# Question about Searching



## DaveCarter (Mar 2, 2009)

This has been annoying me for ages, so I thought I might as well ask about it; every so often when I go to search for something, I'll get a list of the most recent forum searches and a whole load of more detailed search options...but no actual search results!! No matter how many times I hit the search button it keeps going to the same page. Does that mean there are no results found, as it doesnt actually say that. Thanks!!


----------



## DDDorian (Mar 2, 2009)

^^Yeah, that's generally what it means.


----------



## DaveCarter (Mar 2, 2009)

Bugger, I thought so.
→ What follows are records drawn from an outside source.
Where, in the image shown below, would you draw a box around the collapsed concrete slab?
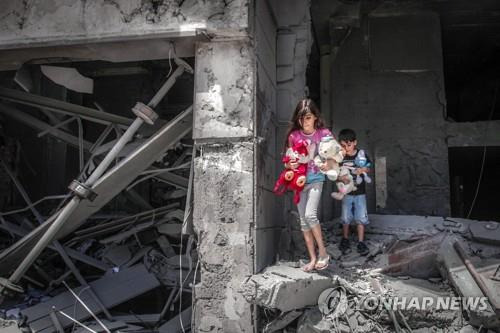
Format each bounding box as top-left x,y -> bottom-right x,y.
376,233 -> 446,278
21,264 -> 160,333
241,266 -> 333,312
437,237 -> 500,328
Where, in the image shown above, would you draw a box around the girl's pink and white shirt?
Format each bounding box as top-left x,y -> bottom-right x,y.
288,128 -> 333,183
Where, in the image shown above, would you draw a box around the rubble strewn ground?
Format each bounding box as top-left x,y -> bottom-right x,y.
0,118 -> 199,333
248,215 -> 500,333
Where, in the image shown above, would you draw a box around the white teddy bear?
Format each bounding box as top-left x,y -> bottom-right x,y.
314,136 -> 344,181
331,166 -> 358,200
314,136 -> 357,200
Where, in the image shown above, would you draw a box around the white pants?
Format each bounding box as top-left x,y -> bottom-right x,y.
297,182 -> 323,231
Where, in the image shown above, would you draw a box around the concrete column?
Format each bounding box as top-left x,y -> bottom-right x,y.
193,40 -> 256,332
319,45 -> 332,127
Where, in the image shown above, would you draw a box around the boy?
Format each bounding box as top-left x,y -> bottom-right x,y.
339,128 -> 371,255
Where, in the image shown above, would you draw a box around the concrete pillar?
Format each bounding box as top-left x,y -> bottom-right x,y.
193,40 -> 255,332
319,45 -> 332,127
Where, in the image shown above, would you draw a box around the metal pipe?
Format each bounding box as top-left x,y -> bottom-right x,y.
0,161 -> 113,319
148,66 -> 184,109
0,67 -> 184,292
52,307 -> 97,333
37,117 -> 76,138
453,241 -> 500,314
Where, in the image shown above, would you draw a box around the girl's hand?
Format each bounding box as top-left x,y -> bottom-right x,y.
354,168 -> 370,175
319,159 -> 335,172
338,175 -> 349,185
285,161 -> 299,170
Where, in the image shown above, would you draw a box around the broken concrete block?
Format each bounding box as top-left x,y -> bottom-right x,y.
469,221 -> 500,245
276,33 -> 297,66
156,235 -> 179,258
297,307 -> 332,333
21,264 -> 160,333
437,237 -> 500,328
382,233 -> 446,278
242,266 -> 333,312
163,188 -> 187,200
326,244 -> 342,260
263,310 -> 302,333
158,307 -> 192,333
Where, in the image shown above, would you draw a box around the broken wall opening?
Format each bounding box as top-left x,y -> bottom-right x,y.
448,146 -> 500,221
0,53 -> 197,332
440,1 -> 500,122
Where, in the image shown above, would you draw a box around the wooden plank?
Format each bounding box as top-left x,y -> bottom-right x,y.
21,264 -> 160,332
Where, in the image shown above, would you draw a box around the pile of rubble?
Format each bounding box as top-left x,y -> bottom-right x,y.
0,59 -> 199,333
241,215 -> 500,333
0,141 -> 197,332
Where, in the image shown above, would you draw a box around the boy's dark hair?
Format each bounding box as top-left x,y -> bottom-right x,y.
339,128 -> 356,142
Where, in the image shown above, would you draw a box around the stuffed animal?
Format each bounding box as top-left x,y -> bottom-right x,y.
314,136 -> 344,181
331,166 -> 357,200
354,149 -> 372,185
273,140 -> 309,204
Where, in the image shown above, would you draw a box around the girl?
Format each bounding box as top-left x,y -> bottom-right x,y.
285,99 -> 333,272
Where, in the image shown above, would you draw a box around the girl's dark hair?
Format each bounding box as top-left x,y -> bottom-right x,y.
284,98 -> 325,150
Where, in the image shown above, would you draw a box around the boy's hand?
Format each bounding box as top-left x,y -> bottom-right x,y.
319,159 -> 335,172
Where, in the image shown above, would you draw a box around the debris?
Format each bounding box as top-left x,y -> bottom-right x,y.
242,266 -> 333,312
263,310 -> 303,333
40,65 -> 94,94
156,223 -> 182,237
21,265 -> 160,331
437,237 -> 500,328
469,221 -> 500,246
158,307 -> 192,333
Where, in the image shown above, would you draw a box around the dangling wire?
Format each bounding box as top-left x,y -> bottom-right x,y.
467,81 -> 498,218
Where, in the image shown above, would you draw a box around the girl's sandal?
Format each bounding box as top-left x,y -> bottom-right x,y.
314,256 -> 330,271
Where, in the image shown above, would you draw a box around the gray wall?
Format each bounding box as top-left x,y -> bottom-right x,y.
331,12 -> 450,215
253,0 -> 283,272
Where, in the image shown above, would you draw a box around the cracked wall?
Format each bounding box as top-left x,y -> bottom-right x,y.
0,0 -> 249,49
331,11 -> 450,216
193,39 -> 256,332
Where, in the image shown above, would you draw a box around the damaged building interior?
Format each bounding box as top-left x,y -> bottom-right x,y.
0,0 -> 500,333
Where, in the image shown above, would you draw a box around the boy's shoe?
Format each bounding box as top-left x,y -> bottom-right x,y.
339,237 -> 351,254
358,242 -> 370,256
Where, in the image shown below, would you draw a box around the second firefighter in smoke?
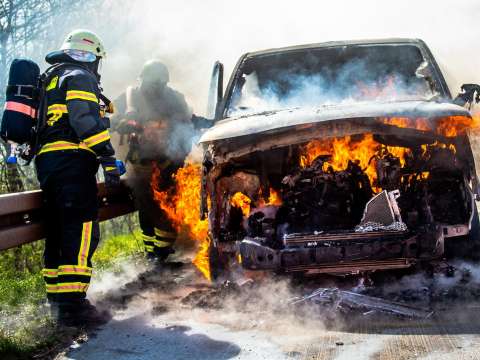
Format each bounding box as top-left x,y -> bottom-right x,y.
112,60 -> 193,260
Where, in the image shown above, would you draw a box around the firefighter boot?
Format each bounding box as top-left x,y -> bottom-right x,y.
57,299 -> 112,327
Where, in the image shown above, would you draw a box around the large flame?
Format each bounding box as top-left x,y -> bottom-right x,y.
151,164 -> 211,280
230,192 -> 252,216
300,134 -> 410,188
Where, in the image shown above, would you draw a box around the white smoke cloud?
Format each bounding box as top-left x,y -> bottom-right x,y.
55,0 -> 480,114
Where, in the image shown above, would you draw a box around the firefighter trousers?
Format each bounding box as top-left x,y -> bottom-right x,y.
128,162 -> 176,257
37,150 -> 100,302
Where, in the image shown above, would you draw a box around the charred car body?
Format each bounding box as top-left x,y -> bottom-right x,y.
200,39 -> 478,275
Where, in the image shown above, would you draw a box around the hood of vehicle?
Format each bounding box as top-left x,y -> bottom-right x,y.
199,101 -> 471,143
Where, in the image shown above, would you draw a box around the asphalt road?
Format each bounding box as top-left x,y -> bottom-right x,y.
58,260 -> 480,360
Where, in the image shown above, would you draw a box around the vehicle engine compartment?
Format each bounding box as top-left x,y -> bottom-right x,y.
207,120 -> 476,274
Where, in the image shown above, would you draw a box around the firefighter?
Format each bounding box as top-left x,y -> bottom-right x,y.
35,30 -> 120,326
112,60 -> 193,263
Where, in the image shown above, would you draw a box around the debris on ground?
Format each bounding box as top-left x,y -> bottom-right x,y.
290,288 -> 433,319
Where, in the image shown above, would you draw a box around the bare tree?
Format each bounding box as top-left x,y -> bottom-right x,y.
0,0 -> 99,193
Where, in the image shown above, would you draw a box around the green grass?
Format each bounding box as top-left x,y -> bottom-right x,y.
0,229 -> 143,360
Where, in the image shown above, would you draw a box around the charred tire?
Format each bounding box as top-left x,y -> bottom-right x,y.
445,206 -> 480,261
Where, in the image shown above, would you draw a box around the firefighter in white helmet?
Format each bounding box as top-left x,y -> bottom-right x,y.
35,30 -> 120,326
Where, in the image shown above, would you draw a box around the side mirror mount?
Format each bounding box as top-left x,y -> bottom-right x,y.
207,61 -> 223,120
453,84 -> 480,109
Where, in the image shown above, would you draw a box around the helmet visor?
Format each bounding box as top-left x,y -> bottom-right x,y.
63,49 -> 97,62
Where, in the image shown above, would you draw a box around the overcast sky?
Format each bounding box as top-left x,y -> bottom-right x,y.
68,0 -> 480,114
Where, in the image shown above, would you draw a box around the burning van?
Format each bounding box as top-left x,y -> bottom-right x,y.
200,39 -> 478,275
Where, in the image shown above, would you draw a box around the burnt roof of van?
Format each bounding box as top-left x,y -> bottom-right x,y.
243,38 -> 426,58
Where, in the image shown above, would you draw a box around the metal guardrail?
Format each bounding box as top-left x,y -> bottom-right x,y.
0,182 -> 135,251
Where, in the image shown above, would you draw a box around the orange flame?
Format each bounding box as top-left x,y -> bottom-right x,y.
230,192 -> 252,216
300,134 -> 380,184
382,115 -> 480,137
300,134 -> 409,192
437,116 -> 480,137
260,188 -> 283,206
151,164 -> 211,280
383,117 -> 431,131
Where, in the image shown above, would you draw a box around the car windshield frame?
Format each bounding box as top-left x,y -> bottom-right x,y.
222,42 -> 449,118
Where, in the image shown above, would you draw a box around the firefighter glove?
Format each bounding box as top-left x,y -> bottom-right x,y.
100,156 -> 123,188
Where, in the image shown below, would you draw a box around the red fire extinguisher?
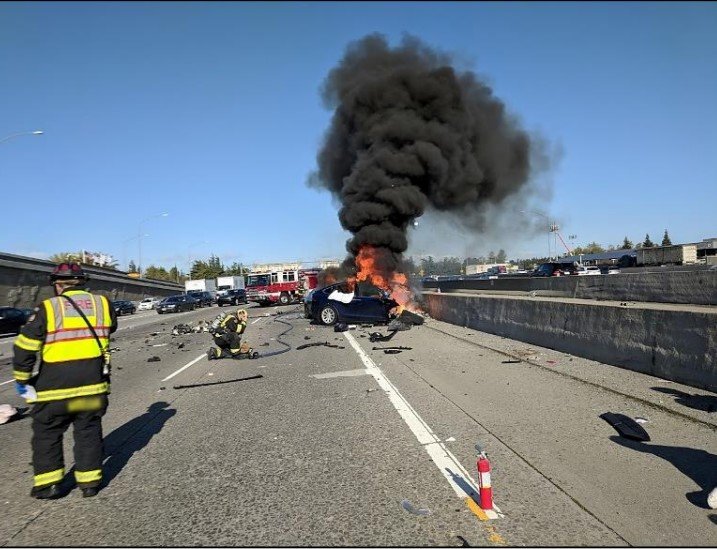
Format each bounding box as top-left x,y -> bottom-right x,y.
476,444 -> 493,511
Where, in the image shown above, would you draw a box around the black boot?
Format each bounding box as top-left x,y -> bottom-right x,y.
30,484 -> 62,499
82,486 -> 100,498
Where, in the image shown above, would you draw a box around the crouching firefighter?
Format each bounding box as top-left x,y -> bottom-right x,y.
207,309 -> 259,360
13,263 -> 117,499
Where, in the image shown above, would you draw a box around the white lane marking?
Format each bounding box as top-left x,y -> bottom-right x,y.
343,332 -> 500,518
162,354 -> 207,381
311,369 -> 371,379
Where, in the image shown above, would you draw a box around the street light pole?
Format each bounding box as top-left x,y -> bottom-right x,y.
0,130 -> 45,143
0,130 -> 45,143
137,212 -> 169,277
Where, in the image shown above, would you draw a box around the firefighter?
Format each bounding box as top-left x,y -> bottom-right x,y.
207,309 -> 258,360
13,263 -> 117,499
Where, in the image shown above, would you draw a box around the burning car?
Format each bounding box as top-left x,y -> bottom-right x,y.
304,282 -> 398,326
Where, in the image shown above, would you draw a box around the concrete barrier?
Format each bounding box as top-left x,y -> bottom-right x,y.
423,292 -> 717,392
0,253 -> 184,308
424,268 -> 717,305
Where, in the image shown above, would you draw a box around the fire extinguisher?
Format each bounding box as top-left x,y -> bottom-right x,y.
476,444 -> 493,511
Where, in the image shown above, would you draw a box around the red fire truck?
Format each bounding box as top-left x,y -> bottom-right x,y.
246,269 -> 319,306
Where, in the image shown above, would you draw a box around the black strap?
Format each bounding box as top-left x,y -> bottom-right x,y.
60,294 -> 105,354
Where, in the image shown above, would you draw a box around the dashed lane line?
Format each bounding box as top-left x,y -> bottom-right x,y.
344,332 -> 502,520
162,354 -> 207,381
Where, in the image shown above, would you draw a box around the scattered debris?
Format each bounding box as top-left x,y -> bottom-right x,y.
172,324 -> 192,335
0,404 -> 17,425
600,412 -> 650,442
401,499 -> 431,516
371,347 -> 413,351
368,331 -> 396,343
296,341 -> 346,351
173,374 -> 264,389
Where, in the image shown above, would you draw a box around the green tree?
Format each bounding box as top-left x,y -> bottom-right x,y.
662,229 -> 672,246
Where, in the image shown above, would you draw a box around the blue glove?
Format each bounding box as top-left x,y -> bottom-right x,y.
15,381 -> 37,400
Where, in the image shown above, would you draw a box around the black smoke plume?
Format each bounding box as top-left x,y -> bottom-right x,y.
310,34 -> 531,278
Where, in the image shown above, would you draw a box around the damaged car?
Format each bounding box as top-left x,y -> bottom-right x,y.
304,282 -> 398,326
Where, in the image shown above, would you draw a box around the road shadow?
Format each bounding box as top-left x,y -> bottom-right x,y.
446,467 -> 480,503
610,435 -> 717,509
101,402 -> 177,488
652,387 -> 717,413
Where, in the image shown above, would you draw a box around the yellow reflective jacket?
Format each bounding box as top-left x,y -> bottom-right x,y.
13,289 -> 117,402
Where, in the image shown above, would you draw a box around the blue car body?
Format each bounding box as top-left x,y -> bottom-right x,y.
304,282 -> 398,324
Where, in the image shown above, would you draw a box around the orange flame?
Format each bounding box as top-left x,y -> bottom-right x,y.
349,246 -> 421,314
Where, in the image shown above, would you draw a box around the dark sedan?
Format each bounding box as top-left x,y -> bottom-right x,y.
304,282 -> 398,326
157,295 -> 197,315
112,299 -> 137,316
0,307 -> 32,334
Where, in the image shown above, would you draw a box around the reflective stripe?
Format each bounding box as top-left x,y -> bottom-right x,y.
75,469 -> 102,483
42,290 -> 111,364
28,382 -> 110,402
34,468 -> 65,487
12,370 -> 32,381
15,334 -> 42,352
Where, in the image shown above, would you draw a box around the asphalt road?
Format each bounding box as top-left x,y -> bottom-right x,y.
0,307 -> 717,546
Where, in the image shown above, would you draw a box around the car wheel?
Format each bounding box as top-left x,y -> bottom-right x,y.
319,305 -> 339,326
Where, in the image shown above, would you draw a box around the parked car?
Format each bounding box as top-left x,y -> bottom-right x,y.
0,307 -> 32,334
304,282 -> 398,326
157,295 -> 197,315
573,265 -> 602,276
112,299 -> 137,316
137,297 -> 162,311
187,291 -> 214,307
217,288 -> 248,307
532,262 -> 576,276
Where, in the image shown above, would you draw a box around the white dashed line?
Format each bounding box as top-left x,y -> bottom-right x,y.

It doesnt actually say that there are no results, which is what got me confused. Especially when you're searching for a thread that you know for a fact exists! Thanks for your help.


----------



## DaveCarter (Mar 8, 2009)

For the record, I dont think it does mean no results. I was looking for anything on Van Damme cables, and searching for 'Van' gave me that page. I find it hard to believe that nobody in the history of the site has ever mentioned a van before...


----------



## DDDorian (Mar 8, 2009)

Your search terms generally have to be longer than three letters, I believe. That doesn't go for tags, though, so next time you make a thread be sure to tag it for future reference.


----------



## playstopause (Mar 9, 2009)

This works best, IMO.


----------



## DaveCarter (Mar 9, 2009)

Ah ok, thanks guys!!


----------